Pundits popped up on Radio 4 this morning to drop passing mentions of the UK’s permanent low growth outlook into their previews of the Autumn Statement.
Their hints bobbed across the breakfast airwaves as we digested the news that George Osborne will have to ‘extend austerity’ for another year to 2018.
I guess many people took away the thought that that means it will take even longer for things to turn round.
But that’s not what they said. When you cut the drug of hope with the talc of the truth lurking in that word ‘permanent’, the actual implication is that things won’t get better at all. Come 2018, we could find ourselves exchanging austerity for something more astringent.

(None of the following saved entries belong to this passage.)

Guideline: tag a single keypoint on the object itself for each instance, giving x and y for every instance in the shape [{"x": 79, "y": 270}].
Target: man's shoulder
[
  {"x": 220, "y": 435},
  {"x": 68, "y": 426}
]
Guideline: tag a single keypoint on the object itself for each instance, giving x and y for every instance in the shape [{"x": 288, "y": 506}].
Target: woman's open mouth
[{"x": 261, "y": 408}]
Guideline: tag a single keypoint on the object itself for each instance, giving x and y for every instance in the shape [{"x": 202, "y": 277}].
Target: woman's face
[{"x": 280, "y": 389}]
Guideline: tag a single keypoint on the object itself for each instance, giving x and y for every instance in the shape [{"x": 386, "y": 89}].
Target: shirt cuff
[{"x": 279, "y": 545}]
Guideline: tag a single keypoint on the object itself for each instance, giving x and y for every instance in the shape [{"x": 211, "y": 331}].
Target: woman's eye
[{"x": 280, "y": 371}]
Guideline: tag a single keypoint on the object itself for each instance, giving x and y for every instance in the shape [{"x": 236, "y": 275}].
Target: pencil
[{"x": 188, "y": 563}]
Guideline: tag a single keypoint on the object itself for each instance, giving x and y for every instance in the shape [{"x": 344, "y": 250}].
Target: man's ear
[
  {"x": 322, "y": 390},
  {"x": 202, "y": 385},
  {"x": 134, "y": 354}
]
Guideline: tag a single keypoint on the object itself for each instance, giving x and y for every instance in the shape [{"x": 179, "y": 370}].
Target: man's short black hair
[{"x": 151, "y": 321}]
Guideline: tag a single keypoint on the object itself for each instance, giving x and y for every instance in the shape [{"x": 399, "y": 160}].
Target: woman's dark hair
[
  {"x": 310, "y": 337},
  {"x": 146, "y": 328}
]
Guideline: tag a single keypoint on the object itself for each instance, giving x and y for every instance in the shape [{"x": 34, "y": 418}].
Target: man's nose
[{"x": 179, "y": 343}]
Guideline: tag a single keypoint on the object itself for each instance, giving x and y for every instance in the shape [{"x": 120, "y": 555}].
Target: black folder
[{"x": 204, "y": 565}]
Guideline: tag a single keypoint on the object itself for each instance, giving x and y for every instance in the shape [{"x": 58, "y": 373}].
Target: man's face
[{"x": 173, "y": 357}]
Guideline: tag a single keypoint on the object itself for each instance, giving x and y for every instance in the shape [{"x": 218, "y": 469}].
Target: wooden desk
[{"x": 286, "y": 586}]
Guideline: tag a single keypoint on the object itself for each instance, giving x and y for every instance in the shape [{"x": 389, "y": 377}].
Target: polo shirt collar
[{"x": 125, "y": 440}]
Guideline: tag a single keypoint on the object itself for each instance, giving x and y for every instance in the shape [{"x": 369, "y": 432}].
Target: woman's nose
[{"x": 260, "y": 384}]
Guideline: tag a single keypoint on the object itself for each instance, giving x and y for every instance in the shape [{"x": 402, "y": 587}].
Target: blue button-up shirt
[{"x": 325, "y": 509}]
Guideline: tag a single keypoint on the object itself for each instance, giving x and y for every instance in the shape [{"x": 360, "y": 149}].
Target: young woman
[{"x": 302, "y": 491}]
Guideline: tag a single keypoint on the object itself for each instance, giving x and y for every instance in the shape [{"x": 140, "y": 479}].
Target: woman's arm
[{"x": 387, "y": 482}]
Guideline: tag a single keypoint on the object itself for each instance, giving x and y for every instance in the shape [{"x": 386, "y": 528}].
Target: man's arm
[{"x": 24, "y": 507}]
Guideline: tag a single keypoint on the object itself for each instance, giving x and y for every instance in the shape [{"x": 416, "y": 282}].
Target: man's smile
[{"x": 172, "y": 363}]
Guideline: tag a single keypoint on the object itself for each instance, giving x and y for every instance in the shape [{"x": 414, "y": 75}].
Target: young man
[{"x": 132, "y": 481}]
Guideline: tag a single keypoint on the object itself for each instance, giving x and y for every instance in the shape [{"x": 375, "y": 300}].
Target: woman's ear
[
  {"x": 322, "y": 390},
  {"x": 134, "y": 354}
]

We’re being softened up. The future won’t be the happy, shiny place we allowed ourselves to believe it would be. Or the one ‘they’ promised us if you took the politicians’ mantra of endless growth as a pledge they could somehow deliver.

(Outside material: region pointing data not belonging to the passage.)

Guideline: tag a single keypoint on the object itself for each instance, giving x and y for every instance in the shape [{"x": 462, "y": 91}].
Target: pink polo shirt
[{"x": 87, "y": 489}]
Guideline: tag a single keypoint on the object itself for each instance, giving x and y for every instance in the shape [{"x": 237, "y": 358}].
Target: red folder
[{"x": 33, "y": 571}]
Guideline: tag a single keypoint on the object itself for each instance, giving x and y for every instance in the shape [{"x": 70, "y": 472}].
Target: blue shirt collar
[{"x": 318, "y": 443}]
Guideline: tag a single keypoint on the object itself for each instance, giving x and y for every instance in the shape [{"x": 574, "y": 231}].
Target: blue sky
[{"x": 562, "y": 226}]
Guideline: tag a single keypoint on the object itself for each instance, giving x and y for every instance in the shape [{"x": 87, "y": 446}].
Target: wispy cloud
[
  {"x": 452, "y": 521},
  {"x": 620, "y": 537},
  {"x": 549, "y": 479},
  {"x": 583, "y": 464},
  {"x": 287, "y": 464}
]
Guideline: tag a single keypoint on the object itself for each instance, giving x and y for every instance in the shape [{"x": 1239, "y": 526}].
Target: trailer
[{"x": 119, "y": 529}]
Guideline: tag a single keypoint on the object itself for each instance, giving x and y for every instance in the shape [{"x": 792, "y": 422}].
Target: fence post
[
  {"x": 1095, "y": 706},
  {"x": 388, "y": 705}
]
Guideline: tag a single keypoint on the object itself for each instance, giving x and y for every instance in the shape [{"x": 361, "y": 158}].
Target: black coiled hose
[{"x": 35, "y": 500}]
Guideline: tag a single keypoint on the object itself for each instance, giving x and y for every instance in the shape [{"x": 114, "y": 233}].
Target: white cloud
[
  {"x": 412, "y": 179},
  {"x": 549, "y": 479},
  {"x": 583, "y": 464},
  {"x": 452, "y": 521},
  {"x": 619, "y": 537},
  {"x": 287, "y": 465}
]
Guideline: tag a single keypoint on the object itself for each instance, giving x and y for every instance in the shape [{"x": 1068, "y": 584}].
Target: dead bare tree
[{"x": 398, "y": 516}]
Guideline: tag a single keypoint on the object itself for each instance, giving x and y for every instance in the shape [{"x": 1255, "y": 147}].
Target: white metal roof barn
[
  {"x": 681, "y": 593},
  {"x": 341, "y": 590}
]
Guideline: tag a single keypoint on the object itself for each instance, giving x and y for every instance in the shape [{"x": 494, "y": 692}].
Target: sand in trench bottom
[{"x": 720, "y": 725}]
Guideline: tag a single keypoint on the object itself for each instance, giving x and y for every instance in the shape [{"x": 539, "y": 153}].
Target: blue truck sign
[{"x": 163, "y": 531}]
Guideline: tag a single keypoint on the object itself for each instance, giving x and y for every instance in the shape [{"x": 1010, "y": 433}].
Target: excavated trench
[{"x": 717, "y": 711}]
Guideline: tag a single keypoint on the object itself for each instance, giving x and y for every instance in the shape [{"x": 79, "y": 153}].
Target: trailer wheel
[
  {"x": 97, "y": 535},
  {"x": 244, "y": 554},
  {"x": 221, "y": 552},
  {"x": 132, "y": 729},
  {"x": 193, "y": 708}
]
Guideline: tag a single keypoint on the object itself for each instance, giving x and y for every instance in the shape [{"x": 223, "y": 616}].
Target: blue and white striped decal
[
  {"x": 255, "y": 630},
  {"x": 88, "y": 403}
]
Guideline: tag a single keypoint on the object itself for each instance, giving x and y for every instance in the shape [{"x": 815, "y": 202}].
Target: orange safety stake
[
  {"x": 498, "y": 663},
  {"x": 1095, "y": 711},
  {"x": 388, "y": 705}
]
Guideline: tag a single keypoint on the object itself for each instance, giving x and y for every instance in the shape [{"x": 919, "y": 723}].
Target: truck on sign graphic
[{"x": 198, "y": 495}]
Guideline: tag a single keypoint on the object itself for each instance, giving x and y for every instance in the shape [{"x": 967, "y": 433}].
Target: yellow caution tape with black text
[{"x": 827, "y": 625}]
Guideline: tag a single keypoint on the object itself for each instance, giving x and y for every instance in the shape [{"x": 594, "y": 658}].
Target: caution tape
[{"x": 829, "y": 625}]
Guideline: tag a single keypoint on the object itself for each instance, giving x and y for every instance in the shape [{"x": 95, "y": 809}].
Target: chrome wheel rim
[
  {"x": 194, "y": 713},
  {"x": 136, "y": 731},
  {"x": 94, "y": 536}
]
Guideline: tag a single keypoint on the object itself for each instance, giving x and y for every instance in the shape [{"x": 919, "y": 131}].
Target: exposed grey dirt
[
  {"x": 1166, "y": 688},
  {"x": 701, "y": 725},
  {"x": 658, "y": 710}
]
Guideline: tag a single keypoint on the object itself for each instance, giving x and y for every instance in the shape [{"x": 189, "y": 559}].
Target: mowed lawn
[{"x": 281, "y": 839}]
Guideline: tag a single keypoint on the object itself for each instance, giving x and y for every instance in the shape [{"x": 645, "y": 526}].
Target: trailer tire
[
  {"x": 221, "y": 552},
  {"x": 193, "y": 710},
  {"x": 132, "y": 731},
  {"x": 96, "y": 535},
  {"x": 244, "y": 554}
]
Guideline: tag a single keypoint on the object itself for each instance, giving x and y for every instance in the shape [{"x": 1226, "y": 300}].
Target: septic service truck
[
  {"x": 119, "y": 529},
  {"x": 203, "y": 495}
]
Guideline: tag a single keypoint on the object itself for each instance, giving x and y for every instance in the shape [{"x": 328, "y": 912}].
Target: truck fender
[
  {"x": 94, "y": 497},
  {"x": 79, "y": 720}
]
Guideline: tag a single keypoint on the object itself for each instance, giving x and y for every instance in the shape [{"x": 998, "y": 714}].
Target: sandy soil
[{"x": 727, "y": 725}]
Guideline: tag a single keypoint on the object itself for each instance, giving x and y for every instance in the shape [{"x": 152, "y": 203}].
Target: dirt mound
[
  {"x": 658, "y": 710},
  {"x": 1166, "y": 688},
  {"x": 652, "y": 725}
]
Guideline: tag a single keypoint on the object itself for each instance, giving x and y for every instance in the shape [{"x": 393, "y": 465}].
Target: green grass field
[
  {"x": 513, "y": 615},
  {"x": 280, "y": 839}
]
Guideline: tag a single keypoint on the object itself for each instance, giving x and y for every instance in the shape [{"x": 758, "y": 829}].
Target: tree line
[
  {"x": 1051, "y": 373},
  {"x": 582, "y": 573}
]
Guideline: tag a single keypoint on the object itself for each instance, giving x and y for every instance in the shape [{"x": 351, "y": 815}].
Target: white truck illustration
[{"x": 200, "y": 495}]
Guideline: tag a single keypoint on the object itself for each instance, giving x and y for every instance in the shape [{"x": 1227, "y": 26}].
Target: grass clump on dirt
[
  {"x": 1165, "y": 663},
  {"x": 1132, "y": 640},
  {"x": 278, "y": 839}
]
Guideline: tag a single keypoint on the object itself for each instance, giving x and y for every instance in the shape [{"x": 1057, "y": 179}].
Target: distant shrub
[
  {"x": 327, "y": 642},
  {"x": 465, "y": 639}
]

Writing this at my PC in a warm room, central heating working and electricity flowing, streaming classical music over a 20MB web link, there’s no obvious connection between my blissful life and the bad news on the radio.
But the roll-over from increasing to decreasing net energy is not an abstraction. It’s real and it’s starting to trash the easy economic dogmas of the past 70 years.
“UK industry hit by costs and ‘dying’ supply chain” reports today’s Telegraph business section. Yup. Not merely ‘inefficient’ or ‘under-invested’ but on the way to the knacker’s yard.
This is what happens to a highly technology-dependent society when its most important input – cheap fuel – goes away.
Life doesn’t suddenly change. Chaos doesn’t erupt. Hairline cracks appear. Then big ones. And even some of those – like the pensions breakdown – can be papered over for a long time.
But it gets clearer and clearer that we turned a corner five to 10 years ago. “Where’s the demand gone?” muttered one of Radio 4’s pundits this morning. That’s the connection. Welcome to the century of unaffordability.